Kinase-substrate network prediction: PostgreSQL, Numba, pynetphorest, live data, false-negative recovery
Project description
PyNetworKIN
PyNetworKIN is a Bayesian kinase–substrate prediction pipeline for phosphoproteomics. It integrates sequence-motif scoring (via pynetphorest) with protein-interaction context (via the STRING network) to predict which kinases, phosphatases, or phospho-binding domains are responsible for observed phosphorylation events.
This repository is a modernised Python 3 port of the original NetworKIN 3.0 tool (Linding, Jensen, Horn & Kim, 2005–2013), extended to support STRING v12 protein interaction data.
Features
- Predicts kinase/phosphatase/phospho-binding domain substrates from FASTA + phosphosite input.
- Supports human (9606) and yeast (4932) proteomes.

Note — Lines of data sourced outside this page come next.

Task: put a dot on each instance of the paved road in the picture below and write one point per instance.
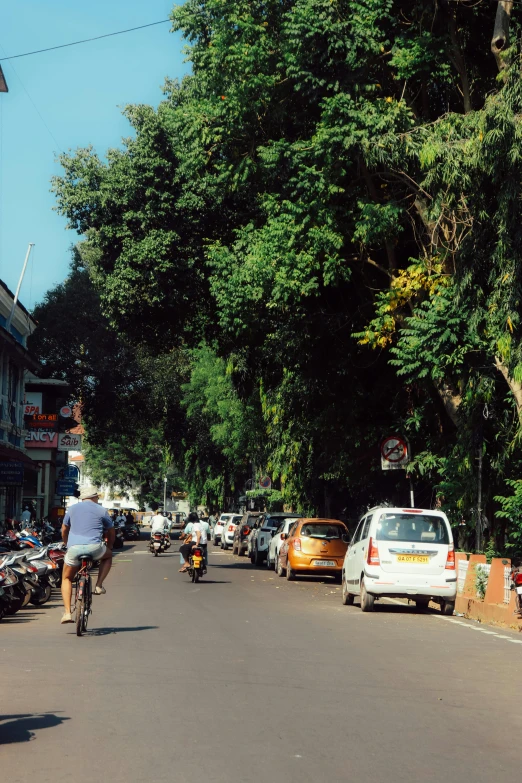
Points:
(246, 677)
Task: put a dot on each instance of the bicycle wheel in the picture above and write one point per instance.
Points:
(87, 602)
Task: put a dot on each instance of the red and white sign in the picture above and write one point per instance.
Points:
(395, 453)
(41, 439)
(68, 442)
(32, 403)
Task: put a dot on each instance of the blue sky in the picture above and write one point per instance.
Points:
(79, 92)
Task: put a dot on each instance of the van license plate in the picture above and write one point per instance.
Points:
(324, 563)
(413, 559)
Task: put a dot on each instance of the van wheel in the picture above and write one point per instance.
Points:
(347, 597)
(367, 600)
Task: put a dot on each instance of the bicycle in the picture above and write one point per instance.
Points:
(83, 597)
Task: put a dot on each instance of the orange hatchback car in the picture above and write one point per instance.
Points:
(313, 546)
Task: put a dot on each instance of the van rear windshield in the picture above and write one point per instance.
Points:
(412, 527)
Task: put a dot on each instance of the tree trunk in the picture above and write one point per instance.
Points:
(500, 40)
(516, 388)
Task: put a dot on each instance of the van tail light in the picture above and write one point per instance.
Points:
(373, 554)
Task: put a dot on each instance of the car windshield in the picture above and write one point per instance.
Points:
(326, 532)
(412, 527)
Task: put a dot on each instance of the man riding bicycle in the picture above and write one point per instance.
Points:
(198, 537)
(87, 530)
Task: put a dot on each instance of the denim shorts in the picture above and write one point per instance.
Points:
(74, 554)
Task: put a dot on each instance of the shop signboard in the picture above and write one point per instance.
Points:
(41, 439)
(11, 474)
(32, 403)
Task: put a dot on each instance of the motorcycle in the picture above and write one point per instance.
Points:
(516, 585)
(132, 532)
(197, 565)
(158, 543)
(8, 598)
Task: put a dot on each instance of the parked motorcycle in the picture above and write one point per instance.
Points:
(132, 532)
(158, 543)
(119, 538)
(516, 585)
(197, 565)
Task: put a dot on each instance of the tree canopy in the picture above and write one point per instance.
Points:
(322, 223)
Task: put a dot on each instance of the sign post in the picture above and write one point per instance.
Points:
(395, 455)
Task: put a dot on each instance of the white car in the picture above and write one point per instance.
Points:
(276, 541)
(401, 552)
(229, 528)
(217, 532)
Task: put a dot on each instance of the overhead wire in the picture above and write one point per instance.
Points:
(84, 40)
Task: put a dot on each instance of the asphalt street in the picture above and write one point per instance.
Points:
(248, 677)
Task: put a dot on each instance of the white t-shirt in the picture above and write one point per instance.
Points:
(202, 527)
(157, 523)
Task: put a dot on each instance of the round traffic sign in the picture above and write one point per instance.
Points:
(394, 449)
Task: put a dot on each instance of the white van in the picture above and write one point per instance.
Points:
(401, 552)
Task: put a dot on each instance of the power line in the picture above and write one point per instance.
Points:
(85, 40)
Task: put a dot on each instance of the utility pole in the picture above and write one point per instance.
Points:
(15, 300)
(478, 527)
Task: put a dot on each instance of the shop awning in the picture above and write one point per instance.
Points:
(13, 455)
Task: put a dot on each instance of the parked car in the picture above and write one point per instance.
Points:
(227, 538)
(315, 546)
(260, 537)
(401, 552)
(243, 530)
(282, 532)
(217, 532)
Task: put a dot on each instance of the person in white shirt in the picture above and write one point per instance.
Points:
(198, 537)
(158, 523)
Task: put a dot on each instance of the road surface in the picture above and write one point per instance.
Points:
(246, 677)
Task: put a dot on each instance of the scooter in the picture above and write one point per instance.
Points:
(158, 543)
(516, 585)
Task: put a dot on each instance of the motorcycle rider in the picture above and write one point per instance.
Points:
(86, 528)
(157, 523)
(198, 537)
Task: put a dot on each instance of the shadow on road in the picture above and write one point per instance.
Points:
(108, 631)
(21, 728)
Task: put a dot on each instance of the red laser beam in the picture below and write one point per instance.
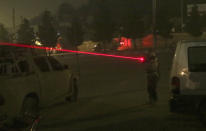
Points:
(139, 59)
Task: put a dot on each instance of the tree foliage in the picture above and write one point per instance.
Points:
(4, 34)
(193, 25)
(75, 34)
(47, 31)
(102, 23)
(25, 33)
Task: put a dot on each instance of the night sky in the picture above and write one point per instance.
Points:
(28, 8)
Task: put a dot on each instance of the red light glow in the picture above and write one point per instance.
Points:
(139, 59)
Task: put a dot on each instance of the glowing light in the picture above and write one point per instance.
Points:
(139, 59)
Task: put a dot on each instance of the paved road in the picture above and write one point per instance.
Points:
(112, 98)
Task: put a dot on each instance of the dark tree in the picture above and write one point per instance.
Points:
(163, 24)
(47, 31)
(4, 34)
(75, 34)
(65, 12)
(193, 25)
(102, 24)
(25, 33)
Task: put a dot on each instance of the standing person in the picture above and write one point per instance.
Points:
(152, 71)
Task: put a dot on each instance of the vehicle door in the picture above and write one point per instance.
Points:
(60, 76)
(48, 81)
(197, 69)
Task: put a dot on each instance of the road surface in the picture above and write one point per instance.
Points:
(112, 97)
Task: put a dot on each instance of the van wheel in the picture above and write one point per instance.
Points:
(30, 109)
(202, 113)
(74, 96)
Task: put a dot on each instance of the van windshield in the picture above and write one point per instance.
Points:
(197, 59)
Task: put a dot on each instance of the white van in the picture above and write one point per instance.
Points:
(31, 82)
(188, 77)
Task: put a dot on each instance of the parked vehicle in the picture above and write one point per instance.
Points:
(29, 82)
(188, 78)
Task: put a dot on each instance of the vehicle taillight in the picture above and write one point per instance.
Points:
(2, 101)
(175, 86)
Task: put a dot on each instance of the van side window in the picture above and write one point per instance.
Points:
(24, 66)
(6, 66)
(42, 64)
(56, 66)
(3, 69)
(197, 59)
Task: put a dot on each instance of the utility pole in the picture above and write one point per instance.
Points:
(182, 14)
(154, 8)
(14, 24)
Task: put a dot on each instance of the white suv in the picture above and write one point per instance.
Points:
(30, 82)
(188, 78)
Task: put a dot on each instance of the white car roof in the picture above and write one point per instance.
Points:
(193, 43)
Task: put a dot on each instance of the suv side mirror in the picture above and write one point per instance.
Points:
(66, 67)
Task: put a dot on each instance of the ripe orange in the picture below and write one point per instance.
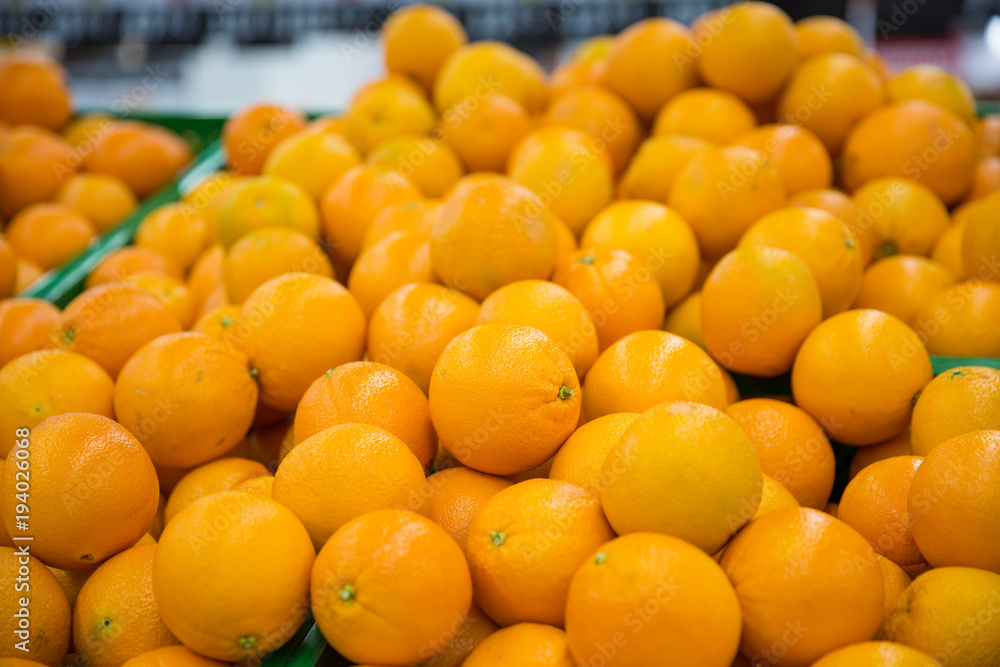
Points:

- Accepts multiple phosphosite input formats: NetworKIN TSV, ProteomeDiscoverer, MaxQuant, and custom formats.
- Integrates sequence motif posterior probabilities with STRING network proximity scores using pre-calibrated Bayesian likelihood-ratio tables.
- Outputs per-site predictions as a TSV file in the
results/directory.
Requirements
| Dependency | Version | Notes |
|---|---|---|
| Python | ≥ 3.10 | |
| NumPy | ≥ 1.26 | |
| Pandas | ≥ 2.2 | |
| pynetphorest | ≥ 0.1.1 | Motif scoring atlas |
| NCBI BLAST+ | ≥ 2.9 | blastp must be on PATH or supplied via --blast-dir |
Installation
From source
pip install -e .
Docker (GHCR)
docker pull ghcr.io/bibymaths/pynetworkin:latest
docker run --rm -v "$(pwd):/work" ghcr.io/bibymaths/pynetworkin:latest predict /work/input.fasta
Or use the provided Compose file:
docker compose up -d
docker compose exec networkin pynetworkin predict /work/input.fasta
Usage
CLI
pynetworkin predict <FASTA-file> [options]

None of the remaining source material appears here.